I've been pondering this for a long time. Maybe I can find some help here. I'm a psychology student in my freshman year in college, and recently we began to go more in depth into Anti-Social Personality Disorder. I was sort of suprised upon further examination of the symptoms, because it seemed to describe me perfectly. I did notice around about the time I turned 17 or so, my constant apathetic nature has been growing rapidly. I've always had violent thoughts/fantasies since I was younger, but lately they seem to be developing at a pretty quick rate. The thoughts occur much more frequently, and it's almost as if i am uncapable of caring for other people. My mother revealed to me the other day that she was leaving our family, and I laughed in her face and asked her how soon. I still feel no remorse.
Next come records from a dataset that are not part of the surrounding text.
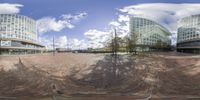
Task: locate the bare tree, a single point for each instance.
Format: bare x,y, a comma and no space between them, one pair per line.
131,43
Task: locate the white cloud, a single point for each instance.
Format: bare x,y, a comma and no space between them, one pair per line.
7,8
114,23
96,38
166,14
47,24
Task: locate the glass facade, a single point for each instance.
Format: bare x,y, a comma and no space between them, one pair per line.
18,32
148,32
188,38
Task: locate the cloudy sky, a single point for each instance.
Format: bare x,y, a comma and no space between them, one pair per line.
88,23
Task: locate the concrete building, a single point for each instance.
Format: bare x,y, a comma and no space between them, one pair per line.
18,35
149,34
188,36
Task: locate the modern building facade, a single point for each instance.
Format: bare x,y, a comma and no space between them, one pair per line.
188,36
148,34
18,35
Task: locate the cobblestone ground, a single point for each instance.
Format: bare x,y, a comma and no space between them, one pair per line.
67,75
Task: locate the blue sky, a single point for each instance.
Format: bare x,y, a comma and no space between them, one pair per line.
88,20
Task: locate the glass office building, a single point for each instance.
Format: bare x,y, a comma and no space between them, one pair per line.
18,35
148,34
188,36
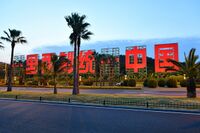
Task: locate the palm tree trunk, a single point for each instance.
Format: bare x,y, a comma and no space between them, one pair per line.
55,89
9,88
74,71
77,68
191,88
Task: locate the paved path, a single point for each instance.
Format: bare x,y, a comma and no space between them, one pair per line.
30,117
144,91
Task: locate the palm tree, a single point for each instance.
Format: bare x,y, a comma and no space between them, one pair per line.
57,67
13,37
79,31
191,68
1,46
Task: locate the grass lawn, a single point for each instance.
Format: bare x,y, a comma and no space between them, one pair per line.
110,99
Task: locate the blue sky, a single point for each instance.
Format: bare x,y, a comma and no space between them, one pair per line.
42,21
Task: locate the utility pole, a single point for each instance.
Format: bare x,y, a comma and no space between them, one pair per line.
6,73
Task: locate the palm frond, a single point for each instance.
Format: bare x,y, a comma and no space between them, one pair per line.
6,39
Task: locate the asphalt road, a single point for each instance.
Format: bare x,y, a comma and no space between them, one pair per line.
144,91
32,117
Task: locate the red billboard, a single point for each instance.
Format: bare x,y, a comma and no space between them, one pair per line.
32,64
164,52
46,58
86,61
136,58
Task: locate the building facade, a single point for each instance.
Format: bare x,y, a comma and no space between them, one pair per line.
86,61
136,59
32,64
46,61
164,52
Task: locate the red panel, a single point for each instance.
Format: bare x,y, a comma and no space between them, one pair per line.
47,58
69,65
136,51
32,64
164,52
85,61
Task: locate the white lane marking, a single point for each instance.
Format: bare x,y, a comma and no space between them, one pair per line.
110,108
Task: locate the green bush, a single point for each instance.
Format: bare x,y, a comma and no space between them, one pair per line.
145,83
171,83
88,82
63,82
29,83
125,83
177,78
34,82
70,82
183,83
131,82
51,82
161,82
152,83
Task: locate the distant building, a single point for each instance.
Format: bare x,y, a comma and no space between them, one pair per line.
32,64
110,65
136,59
69,64
46,59
86,61
164,52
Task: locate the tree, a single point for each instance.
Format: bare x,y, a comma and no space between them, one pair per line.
57,67
14,37
79,31
1,46
191,69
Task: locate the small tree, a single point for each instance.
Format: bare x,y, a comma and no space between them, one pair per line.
79,32
191,68
57,67
14,37
1,46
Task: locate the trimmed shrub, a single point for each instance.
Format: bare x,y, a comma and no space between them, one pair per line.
88,82
125,83
70,82
183,83
152,83
161,82
131,82
171,83
51,82
145,83
29,83
34,82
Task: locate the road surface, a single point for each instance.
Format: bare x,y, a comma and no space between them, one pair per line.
144,91
34,117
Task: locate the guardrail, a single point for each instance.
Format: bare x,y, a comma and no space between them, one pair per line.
128,102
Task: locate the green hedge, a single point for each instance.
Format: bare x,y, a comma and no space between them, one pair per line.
131,82
88,82
171,83
161,83
152,83
183,83
145,83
It's almost as if I'm emotionally numb except for fullfilling my own needs, I cannot honestly say that I care about anyone else.
I can't be offically diagnosed, because I never had a conduct disorder before 15, but was frequently in trouble at school and with the law. All the symptoms seem to fit right into place, though. I use people all the time for personal gain, I'm extremely manipulative, and basically I tell people what they want to hear just so long as I can see personal profit from it. Once again, I feel no remorse, and I have no sympathy for anyone else. Could I be an undiagnosed case?
Thoughts appreciated.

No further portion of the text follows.